PostgreSQL EXPLAIN: How do I see a plan AS IF certain tables had millions of rows?


This is a question about PostgreSQL's EXPLAIN command. This command shows you how the optimizer will execute your SQL based on the data in your tables. We are not in prod yet, so all of our tables have ~100 rows or less. Is there a way to get EXPLAIN to tell me what the explain plan would look like if certain tables had millions of rows instead of tens of rows?

I could generate the data somehow, but then I'd have to clear it and wait for it to be created. If that's the only way, I'll accept that as an answer, though.


Solution

  • I don't think so. Postgresql collects some statistics related to the table that the optimizer will use to choose the best plan. These statistics are not related to simply how many rows a table contains but they will depends on the values/data too.

    From the postgres documentation:

    the query planner needs to estimate the number of rows retrieved by a query in order to make good choices of query plans.

    What does it mean that? Suppose we have an indexed column called foo, without a non-unique constraint.
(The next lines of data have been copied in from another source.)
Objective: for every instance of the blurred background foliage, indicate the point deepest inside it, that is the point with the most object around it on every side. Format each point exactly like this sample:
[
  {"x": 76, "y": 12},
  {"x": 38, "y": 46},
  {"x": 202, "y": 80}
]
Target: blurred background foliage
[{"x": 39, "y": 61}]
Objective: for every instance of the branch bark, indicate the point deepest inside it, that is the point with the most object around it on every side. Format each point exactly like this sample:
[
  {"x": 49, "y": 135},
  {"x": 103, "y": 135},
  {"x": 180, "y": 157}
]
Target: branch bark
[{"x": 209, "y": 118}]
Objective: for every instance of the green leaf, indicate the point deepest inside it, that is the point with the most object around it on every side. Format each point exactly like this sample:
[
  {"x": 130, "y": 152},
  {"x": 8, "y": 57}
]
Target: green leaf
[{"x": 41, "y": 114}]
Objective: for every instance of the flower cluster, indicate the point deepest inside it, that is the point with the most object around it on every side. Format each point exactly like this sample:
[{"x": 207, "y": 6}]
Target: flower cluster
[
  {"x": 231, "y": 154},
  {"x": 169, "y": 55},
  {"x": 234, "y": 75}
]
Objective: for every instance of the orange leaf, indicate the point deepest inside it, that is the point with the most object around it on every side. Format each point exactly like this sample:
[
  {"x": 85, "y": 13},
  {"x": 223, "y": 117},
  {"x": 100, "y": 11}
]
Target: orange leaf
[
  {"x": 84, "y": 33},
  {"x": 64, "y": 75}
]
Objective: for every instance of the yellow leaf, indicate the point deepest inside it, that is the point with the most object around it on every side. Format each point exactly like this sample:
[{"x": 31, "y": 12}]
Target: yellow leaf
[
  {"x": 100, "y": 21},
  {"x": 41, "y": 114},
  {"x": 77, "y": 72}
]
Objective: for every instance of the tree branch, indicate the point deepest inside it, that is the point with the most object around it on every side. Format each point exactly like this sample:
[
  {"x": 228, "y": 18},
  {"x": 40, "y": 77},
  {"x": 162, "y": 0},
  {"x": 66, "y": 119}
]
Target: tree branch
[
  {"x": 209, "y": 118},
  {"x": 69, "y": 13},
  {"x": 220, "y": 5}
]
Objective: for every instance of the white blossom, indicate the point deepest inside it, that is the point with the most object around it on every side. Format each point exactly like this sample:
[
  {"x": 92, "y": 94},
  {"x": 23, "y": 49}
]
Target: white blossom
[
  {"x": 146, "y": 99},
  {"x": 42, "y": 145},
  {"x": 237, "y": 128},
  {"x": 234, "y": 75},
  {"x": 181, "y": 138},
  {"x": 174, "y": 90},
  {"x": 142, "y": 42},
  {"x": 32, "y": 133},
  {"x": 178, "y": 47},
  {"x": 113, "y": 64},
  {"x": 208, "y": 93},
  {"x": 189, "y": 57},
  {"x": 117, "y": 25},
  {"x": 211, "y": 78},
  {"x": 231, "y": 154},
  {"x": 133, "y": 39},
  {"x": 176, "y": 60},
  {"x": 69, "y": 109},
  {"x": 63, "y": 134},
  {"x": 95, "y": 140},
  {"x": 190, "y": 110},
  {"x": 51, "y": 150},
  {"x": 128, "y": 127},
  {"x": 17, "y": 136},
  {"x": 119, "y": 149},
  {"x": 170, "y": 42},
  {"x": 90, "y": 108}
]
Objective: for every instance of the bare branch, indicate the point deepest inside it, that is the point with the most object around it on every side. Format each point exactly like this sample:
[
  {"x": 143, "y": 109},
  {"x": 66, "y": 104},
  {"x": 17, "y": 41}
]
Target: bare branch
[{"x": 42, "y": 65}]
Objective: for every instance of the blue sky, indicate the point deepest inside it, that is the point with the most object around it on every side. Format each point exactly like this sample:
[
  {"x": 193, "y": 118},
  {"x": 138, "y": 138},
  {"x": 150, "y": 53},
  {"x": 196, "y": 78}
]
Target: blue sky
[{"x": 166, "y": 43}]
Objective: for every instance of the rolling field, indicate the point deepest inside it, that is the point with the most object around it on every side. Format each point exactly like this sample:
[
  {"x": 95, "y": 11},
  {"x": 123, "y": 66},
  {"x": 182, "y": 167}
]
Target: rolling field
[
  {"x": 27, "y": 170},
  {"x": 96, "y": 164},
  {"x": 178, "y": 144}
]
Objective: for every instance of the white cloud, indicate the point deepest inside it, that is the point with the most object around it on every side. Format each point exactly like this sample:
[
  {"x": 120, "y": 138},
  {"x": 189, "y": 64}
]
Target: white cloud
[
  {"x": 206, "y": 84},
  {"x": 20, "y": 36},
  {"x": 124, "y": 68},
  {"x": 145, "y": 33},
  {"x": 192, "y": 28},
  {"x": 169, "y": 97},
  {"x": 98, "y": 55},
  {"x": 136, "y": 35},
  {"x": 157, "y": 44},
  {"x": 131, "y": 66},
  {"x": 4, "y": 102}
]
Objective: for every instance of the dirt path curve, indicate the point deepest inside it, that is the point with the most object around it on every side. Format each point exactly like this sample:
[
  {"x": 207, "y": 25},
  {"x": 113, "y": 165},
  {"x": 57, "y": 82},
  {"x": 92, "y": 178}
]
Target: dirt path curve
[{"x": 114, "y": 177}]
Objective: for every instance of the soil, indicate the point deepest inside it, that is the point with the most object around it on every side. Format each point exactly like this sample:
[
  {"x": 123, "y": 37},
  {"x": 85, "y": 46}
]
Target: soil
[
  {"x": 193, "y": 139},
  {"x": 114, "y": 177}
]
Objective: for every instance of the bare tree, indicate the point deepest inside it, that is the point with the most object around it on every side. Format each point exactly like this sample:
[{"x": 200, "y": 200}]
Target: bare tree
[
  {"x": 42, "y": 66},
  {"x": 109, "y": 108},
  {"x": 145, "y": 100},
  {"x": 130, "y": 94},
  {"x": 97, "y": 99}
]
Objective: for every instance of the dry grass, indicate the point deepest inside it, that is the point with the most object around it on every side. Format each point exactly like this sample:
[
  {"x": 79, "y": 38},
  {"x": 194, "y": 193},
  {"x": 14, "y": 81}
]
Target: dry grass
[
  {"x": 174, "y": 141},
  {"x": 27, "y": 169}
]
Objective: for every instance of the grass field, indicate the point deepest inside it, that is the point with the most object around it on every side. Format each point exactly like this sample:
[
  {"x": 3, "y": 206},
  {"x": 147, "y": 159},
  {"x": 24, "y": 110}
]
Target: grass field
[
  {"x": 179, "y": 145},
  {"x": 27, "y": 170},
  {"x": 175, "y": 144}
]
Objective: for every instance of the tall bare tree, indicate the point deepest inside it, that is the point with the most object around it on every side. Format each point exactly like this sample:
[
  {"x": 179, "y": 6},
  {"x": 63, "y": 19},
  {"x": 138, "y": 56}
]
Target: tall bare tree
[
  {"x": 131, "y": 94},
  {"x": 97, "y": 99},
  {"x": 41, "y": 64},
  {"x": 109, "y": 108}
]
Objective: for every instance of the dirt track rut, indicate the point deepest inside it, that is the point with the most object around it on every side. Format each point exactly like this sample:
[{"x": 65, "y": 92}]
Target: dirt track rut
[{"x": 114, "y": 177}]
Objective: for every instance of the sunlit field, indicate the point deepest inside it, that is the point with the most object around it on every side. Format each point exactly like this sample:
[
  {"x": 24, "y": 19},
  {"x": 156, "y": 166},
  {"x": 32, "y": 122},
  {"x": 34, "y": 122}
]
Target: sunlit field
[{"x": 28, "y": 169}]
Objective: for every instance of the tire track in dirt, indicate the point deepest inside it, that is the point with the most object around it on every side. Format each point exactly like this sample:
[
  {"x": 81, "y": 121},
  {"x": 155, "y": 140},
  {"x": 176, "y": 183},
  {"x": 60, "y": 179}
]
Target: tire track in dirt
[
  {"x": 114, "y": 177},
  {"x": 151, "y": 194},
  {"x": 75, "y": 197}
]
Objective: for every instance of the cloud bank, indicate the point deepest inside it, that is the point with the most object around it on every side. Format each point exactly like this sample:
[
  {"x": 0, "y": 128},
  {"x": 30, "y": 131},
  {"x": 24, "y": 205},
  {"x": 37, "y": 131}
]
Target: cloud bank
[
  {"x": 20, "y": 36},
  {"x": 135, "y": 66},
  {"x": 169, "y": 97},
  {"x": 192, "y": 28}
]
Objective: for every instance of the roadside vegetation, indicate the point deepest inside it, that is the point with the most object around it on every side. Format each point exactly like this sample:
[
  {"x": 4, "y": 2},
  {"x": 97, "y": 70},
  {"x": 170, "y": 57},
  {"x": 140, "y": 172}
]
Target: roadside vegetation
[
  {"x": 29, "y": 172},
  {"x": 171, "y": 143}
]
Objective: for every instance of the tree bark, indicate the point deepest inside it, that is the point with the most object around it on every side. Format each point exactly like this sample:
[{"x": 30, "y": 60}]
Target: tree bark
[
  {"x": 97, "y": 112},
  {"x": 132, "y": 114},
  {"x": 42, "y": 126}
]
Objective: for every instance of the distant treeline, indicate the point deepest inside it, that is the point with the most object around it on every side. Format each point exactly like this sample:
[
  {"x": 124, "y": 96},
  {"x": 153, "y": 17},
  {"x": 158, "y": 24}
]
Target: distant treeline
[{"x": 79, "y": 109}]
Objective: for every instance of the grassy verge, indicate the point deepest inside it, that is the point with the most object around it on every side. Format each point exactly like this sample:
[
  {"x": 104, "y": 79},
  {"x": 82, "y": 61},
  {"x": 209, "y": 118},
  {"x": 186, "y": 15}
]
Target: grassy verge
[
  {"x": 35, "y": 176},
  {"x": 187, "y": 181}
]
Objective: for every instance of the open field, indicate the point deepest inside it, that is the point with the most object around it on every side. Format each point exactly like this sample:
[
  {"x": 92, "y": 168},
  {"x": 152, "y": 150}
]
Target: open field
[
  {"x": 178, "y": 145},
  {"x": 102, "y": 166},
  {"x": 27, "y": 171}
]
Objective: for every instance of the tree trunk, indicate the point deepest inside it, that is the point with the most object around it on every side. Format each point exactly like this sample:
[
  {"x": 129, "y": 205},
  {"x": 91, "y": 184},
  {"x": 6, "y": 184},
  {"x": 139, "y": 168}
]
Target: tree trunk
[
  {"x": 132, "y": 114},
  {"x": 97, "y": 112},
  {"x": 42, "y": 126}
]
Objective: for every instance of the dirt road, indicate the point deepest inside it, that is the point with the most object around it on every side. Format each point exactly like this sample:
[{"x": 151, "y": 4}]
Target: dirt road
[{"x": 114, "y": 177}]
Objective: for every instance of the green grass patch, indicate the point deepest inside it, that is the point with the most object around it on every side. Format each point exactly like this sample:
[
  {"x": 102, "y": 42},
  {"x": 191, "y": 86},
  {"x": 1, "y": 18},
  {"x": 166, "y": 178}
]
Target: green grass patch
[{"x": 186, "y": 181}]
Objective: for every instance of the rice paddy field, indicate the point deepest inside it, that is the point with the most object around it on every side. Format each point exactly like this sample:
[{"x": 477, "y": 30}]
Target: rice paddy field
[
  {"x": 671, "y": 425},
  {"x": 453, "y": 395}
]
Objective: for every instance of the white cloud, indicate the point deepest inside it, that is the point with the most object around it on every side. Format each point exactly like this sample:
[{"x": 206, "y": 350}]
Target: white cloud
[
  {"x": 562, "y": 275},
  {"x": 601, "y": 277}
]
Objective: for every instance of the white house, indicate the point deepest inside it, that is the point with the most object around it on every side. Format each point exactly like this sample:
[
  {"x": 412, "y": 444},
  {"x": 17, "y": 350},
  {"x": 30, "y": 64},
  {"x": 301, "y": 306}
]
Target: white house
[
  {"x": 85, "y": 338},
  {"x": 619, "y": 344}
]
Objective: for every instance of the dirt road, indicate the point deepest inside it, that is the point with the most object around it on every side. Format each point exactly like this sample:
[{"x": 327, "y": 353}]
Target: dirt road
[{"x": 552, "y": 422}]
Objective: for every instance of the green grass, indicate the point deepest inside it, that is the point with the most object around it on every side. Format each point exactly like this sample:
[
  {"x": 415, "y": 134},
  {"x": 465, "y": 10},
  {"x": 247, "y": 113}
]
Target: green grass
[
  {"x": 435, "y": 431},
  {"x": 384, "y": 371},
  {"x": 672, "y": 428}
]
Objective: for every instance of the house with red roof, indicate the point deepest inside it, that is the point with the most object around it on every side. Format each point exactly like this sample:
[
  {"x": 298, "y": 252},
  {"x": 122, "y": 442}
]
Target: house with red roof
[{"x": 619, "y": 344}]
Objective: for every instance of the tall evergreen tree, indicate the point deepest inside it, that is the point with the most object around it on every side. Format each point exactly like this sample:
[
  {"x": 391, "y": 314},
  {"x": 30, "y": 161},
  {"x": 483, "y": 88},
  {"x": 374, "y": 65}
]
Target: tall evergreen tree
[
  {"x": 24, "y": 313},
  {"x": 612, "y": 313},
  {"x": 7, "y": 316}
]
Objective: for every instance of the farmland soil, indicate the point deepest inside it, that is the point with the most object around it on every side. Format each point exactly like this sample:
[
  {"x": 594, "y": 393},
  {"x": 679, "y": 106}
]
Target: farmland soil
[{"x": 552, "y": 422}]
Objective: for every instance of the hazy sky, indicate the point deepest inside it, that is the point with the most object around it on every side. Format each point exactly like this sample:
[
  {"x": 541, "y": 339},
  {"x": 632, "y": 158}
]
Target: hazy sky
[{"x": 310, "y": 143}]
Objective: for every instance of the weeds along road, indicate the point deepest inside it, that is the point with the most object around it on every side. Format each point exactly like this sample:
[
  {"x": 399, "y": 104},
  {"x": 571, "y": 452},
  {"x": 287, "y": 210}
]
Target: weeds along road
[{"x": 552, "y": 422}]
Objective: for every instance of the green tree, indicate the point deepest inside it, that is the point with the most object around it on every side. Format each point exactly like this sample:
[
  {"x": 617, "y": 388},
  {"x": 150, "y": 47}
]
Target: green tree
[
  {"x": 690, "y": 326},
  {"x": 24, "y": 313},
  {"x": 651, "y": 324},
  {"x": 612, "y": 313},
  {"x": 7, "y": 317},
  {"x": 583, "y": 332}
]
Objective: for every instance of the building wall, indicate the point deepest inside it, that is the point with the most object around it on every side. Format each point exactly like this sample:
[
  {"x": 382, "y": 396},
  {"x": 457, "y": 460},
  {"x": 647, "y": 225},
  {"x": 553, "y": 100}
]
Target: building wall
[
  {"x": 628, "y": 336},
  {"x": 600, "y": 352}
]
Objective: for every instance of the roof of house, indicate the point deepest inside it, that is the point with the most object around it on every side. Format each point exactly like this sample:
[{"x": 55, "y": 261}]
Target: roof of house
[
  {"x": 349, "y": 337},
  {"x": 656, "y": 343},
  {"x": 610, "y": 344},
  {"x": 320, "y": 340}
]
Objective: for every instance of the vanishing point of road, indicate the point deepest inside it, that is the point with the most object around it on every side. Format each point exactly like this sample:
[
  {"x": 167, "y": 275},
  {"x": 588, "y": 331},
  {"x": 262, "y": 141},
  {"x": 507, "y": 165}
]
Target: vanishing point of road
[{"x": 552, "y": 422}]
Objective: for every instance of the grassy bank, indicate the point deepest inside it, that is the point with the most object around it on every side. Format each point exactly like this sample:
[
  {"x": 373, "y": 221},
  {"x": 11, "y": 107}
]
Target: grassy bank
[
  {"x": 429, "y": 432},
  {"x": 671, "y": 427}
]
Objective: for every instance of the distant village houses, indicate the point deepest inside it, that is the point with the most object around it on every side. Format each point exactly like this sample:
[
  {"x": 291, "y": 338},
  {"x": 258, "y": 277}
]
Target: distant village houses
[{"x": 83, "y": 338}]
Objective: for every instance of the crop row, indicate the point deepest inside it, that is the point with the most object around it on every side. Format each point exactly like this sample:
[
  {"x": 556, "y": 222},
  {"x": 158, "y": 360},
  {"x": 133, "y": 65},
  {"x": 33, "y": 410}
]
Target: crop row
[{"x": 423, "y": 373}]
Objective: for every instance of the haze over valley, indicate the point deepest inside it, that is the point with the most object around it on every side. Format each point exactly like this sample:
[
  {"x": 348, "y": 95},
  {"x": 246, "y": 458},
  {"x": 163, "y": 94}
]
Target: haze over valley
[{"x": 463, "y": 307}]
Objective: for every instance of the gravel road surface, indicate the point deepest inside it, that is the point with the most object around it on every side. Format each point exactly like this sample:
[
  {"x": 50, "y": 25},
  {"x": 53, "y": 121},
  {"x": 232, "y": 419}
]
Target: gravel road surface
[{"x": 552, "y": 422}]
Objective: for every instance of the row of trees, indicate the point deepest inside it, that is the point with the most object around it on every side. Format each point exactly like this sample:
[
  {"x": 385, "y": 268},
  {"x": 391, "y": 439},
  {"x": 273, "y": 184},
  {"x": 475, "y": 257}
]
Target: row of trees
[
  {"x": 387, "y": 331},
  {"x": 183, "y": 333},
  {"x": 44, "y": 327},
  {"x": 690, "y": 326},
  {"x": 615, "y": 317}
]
Suppose you have the following simple query:

    SELECT * FROM test_table WHERE foo = 5
    

    Postgresql will have to choose between different index scans:

    • sequential scan
    • index scan
    • bitmap scan

    It will choose the type of scan based on how many rows it thinks to retrieve from the query. How does it know how many rows will be retrieved before running the query? With the statistics that it collects. These statistics are based on the VALUES/DATA inside your table. Suppose you have a table with 1 million of rows and 90% of them have foo = 5. Postgresql may be know that, because it could have collected some statistics about the distribution of your data. So it will chose a sequential scan, because according to its cost model, this scan is the cheapest one.

    In the end, it will would be not enough generate data, but you should generate values that will represent the reality (the data that you will have in the future).

    You can already build your database creating some indexes (based on the query that you will do) to have already good performance in production. If it will be not enough you will have to tune your indexes after you go into production.